Es que ella egresó de dos universidades sin diplomas. La de los Campanelli y la del pop sesentista televisado: El Club del Clan y Los Cinco Latinos. De los Campanelli nos vendió el reverso obsceno y clandestino de la típica familia raviolera. Mucha mueca a lo Pepe Biondi, mucho gesto cerdo. A Violeta Rivas -un enamoramiento frustrado, porque a la cantante no le hacía gracia la imitación- la evocó danzando como muñeca con rodete y epilepsia. Y la lista sigue: Gloria Gaynor, Cindy Lauper. La supuesta heredera del último Inca en Hollywood, que contaba entre sus nombres de pila el de Emperatriz, Yma Súmac, volvía con Liza al paso cansino de la Puna.  Es decir que la Liza hacía una relectura camp de la industria cultural de los sesenta y setenta, y quizá por eso funcionó tan bien en los ambientes hétero: cabarets, la revista porteña, y en las despedidas de soltero. Además, se sometió al director Jorge Polaco (variante de la tortura medieval) en la película homenaje a la Coca Sarli, La Dama regresa, a fines de los noventa, que todo puto adulto conserva en el arcón manflorita. 

La gloria le llegó a Gustavo Liza justo en el declive de su nombre y de su cuenta bancaria. En 2017. No cualquier artista llega a subirse al escenario del Cervantes  junto a los galanes del momento, Benjamín Vicuña y Juan Gil Navarro.
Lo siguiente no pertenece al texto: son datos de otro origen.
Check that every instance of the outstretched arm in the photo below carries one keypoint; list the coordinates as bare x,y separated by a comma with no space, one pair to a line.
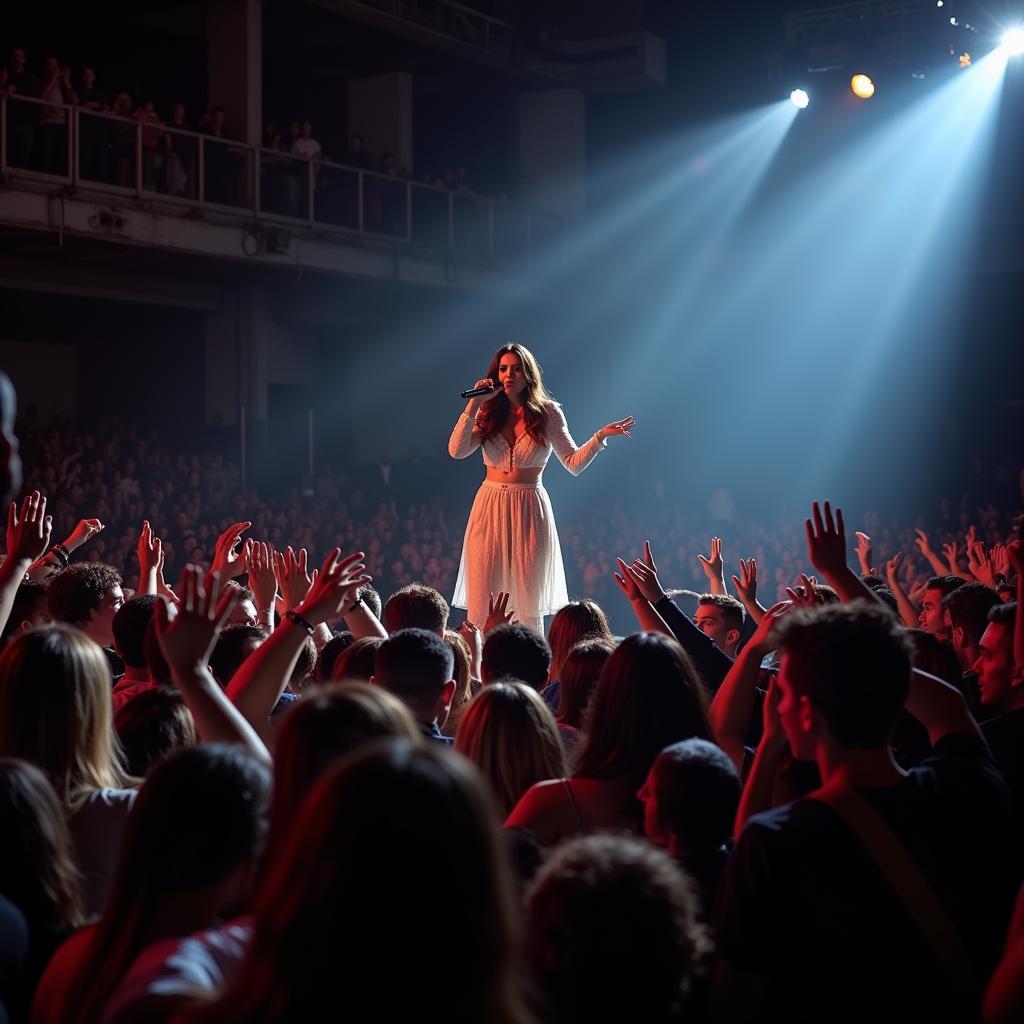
732,707
826,546
714,567
577,458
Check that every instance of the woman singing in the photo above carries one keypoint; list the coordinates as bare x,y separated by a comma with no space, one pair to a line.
511,543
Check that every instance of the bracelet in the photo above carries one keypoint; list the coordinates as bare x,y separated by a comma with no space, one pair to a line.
299,621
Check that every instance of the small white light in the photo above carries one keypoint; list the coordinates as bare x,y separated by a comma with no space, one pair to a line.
1013,41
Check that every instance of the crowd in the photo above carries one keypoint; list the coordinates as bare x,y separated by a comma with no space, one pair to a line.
37,138
254,788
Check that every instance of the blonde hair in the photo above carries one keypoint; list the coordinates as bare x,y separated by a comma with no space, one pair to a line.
55,712
510,734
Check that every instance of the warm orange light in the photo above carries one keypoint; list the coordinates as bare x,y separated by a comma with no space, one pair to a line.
862,86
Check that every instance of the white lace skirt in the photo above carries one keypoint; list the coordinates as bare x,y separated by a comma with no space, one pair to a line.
511,545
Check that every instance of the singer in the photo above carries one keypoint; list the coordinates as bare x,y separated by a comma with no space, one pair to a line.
511,543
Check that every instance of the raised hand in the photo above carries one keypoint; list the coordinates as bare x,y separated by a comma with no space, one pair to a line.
333,587
714,566
761,641
619,427
29,534
980,564
826,542
293,574
747,582
1000,560
498,613
187,638
892,567
150,551
806,597
628,582
924,544
951,554
863,552
83,532
227,560
645,574
262,573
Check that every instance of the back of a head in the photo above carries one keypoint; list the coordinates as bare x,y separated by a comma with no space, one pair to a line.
517,651
581,671
344,912
357,660
130,623
200,817
324,726
612,933
233,645
570,624
852,662
37,862
153,725
968,607
415,665
697,790
648,696
510,734
55,710
416,606
935,656
79,590
200,813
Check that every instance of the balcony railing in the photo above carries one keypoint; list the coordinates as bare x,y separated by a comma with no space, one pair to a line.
87,151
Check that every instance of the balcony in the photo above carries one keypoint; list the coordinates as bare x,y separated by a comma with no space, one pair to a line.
115,175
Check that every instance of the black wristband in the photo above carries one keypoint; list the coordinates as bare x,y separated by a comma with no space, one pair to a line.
299,621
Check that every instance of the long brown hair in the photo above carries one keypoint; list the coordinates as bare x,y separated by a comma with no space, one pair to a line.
493,417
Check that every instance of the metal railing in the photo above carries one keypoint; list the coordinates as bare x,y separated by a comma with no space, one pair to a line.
90,151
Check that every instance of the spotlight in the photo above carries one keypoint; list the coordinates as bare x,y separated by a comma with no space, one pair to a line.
1013,41
862,86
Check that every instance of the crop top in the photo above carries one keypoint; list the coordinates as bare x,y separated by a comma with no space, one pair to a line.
526,453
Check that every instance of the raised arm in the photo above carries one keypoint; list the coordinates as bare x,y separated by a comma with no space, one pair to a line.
465,437
186,641
733,705
826,547
577,458
257,685
907,611
710,660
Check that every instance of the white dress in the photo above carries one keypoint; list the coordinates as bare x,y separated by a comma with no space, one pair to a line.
511,543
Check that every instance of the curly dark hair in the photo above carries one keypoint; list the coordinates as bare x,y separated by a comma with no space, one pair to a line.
79,590
612,932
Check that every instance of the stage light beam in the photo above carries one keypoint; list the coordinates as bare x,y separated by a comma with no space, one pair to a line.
862,86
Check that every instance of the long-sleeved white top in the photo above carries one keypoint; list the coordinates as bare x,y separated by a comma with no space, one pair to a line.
526,453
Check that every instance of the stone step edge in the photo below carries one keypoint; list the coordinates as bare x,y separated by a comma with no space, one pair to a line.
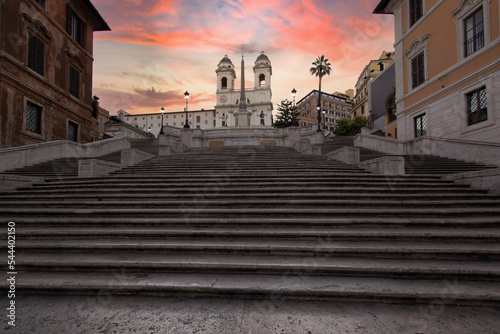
313,213
415,233
487,251
257,202
270,287
296,266
262,221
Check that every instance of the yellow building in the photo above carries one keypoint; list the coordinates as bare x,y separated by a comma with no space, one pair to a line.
447,68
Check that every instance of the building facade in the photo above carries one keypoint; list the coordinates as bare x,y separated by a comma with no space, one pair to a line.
46,71
447,68
362,106
379,90
151,123
258,99
334,107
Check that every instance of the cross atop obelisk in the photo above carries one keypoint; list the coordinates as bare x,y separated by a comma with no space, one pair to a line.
242,115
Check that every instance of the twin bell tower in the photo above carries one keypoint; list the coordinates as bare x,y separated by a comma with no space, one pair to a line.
244,108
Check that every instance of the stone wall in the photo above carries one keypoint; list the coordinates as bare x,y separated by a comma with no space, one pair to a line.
479,152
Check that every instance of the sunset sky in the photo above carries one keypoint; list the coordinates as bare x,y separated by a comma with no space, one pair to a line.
158,49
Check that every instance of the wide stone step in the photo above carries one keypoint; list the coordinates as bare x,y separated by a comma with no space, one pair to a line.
145,196
261,264
232,222
230,183
322,234
371,249
340,288
250,203
192,210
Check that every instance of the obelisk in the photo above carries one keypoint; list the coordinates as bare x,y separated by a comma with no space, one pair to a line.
243,116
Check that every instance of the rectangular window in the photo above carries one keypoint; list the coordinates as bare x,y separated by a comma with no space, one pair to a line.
72,131
474,32
33,118
418,70
36,54
75,26
477,106
420,126
416,11
41,3
74,82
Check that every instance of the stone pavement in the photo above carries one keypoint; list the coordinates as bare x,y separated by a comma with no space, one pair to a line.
106,314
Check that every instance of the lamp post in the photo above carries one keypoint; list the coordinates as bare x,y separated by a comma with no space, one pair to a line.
186,96
294,94
318,108
224,118
162,111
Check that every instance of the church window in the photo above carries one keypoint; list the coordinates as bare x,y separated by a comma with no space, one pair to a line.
262,80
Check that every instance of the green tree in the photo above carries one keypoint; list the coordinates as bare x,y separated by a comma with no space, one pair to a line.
350,127
285,114
321,67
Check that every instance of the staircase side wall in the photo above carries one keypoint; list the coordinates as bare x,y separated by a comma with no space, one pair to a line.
29,155
478,152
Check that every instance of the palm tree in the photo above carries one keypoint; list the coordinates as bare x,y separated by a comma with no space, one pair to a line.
321,67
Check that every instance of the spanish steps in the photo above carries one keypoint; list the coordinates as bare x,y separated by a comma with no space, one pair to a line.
258,222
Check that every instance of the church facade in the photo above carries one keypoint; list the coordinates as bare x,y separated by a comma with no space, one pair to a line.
244,107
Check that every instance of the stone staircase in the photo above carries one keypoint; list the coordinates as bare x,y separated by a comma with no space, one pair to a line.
414,164
257,222
60,168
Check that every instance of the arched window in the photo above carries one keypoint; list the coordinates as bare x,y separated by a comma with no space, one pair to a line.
262,80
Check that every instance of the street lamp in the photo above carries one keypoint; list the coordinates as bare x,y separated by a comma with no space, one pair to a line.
294,94
162,111
318,108
224,117
186,96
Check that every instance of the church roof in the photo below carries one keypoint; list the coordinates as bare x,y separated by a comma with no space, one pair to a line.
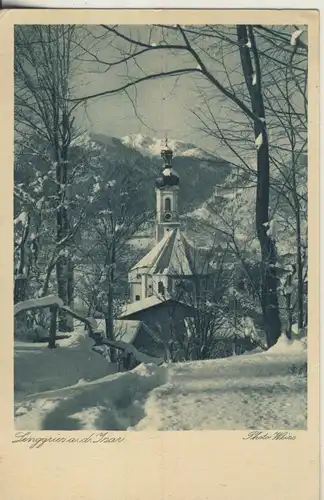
174,259
147,303
149,259
172,255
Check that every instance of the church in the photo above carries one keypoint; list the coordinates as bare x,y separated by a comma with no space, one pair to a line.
165,282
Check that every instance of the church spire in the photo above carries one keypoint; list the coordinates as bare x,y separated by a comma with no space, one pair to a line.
169,176
167,186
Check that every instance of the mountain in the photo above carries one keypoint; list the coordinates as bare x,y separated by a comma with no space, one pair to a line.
199,170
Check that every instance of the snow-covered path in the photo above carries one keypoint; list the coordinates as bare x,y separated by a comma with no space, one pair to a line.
235,393
256,391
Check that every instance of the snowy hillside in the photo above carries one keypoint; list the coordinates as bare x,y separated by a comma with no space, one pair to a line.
151,146
261,390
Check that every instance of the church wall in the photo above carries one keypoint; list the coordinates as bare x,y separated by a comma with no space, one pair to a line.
136,291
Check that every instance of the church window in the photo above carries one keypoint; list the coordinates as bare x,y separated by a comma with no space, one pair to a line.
167,204
161,287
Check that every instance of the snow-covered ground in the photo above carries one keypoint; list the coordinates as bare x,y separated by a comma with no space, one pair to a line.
255,391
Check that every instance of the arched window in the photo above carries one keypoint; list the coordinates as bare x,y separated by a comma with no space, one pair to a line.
161,287
167,205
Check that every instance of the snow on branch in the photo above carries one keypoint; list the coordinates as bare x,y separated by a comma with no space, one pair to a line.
42,302
259,141
295,37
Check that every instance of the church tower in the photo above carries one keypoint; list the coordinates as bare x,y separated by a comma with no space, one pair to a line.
167,188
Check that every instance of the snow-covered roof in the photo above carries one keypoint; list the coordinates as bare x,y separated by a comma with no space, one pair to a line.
174,256
148,302
124,329
149,259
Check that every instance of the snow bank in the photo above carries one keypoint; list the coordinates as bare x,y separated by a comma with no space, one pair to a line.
114,402
38,368
260,391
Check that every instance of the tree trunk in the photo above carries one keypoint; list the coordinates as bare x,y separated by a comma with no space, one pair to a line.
269,281
109,316
52,334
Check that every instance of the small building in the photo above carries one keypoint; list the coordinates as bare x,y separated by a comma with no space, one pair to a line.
164,282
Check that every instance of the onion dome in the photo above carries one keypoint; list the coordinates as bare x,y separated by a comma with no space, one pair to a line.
168,176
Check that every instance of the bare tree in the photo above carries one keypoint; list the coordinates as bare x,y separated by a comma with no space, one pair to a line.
43,68
192,40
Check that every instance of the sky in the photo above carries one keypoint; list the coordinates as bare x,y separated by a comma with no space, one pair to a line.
163,106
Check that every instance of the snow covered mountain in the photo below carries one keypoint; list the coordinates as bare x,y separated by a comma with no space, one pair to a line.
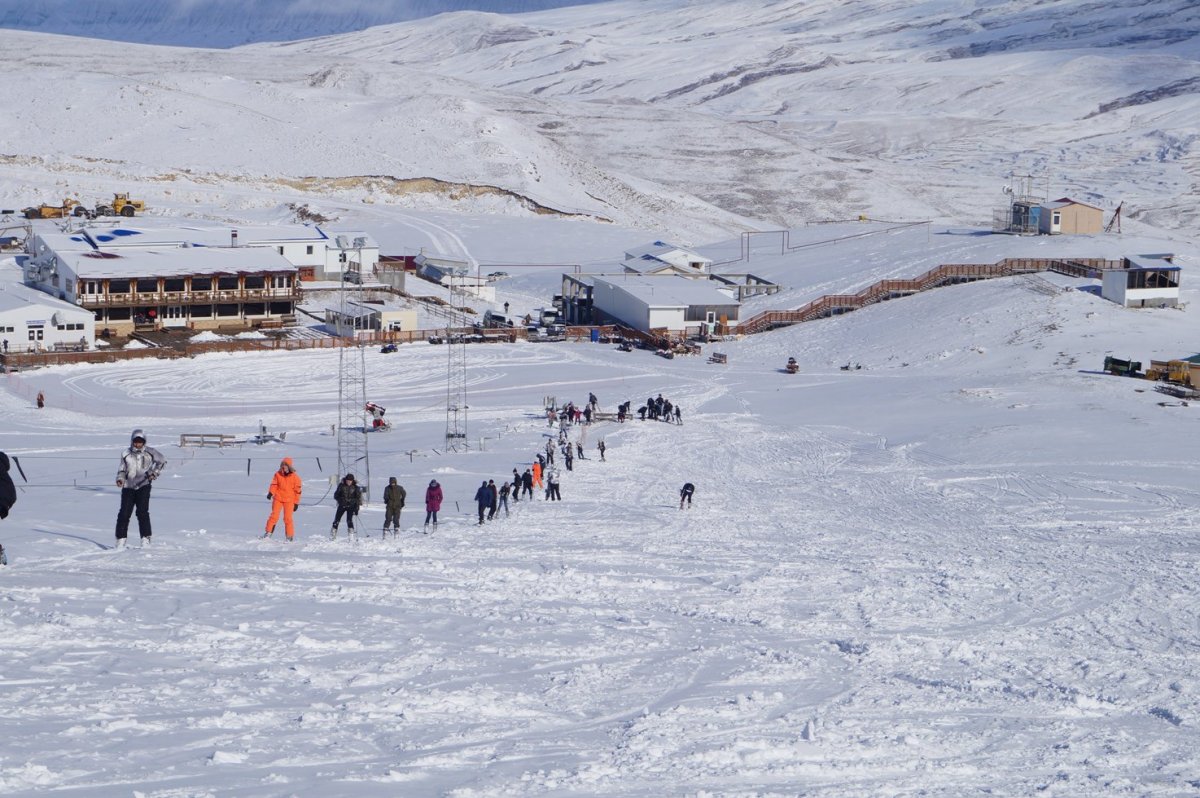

Con la obra de Copi, Liza ingresaba al mundo de la sátira sofisticada y, también por primera vez, a largos textos que debía aprenderse de memoria (las entrevistas al autor). Para animar el intervalo entre “El homosexual o la dificultad de expresarse” y “Eva Perón”, el kirchnerista  rabioso (irrepetibles sus invectivas de facebook contra el señor presidente),  fue requerido por la alta bohemia de la escena porteño-parisina nada menos que para una dramaturgia que hace de Eva y su muerte una puesta enajenada de la amoralidad. Pero solo un fanático sin idea del arte anarco puede reducir a Copi al simple gorilaje.

 En fin, que con esas dos obras en una función recorrió escenarios europeos –una  sala “grande como el Colón”– y en Madrid la esperó, hasta que se sacó en el camarín la última uña, el mismísimo Pedro Almodóvar, para decirle que su versión dragueada de “Quizá, quizá, quizá” (un agregado de Sara Montiel que incorporó el director Di Fonzo Bo en Europa) había sido la mejor, y desde entonces se intercambiaron mails. La foto de los dos maricones abrazados cierra esta historia de la era de las audaces. Como si con esa imagen la Liza ya pudiera darse a los 58 años por bien velada en los grandes funerales del varieté transformista porteño. Qué digo porteño: mundial. Adiós, reina del arrabal gay; en la noche maraca nos tocaste a tantas con la vara del orgullo y el blister de la felicidad. Allá en el cielo te buscaré para agradecerte.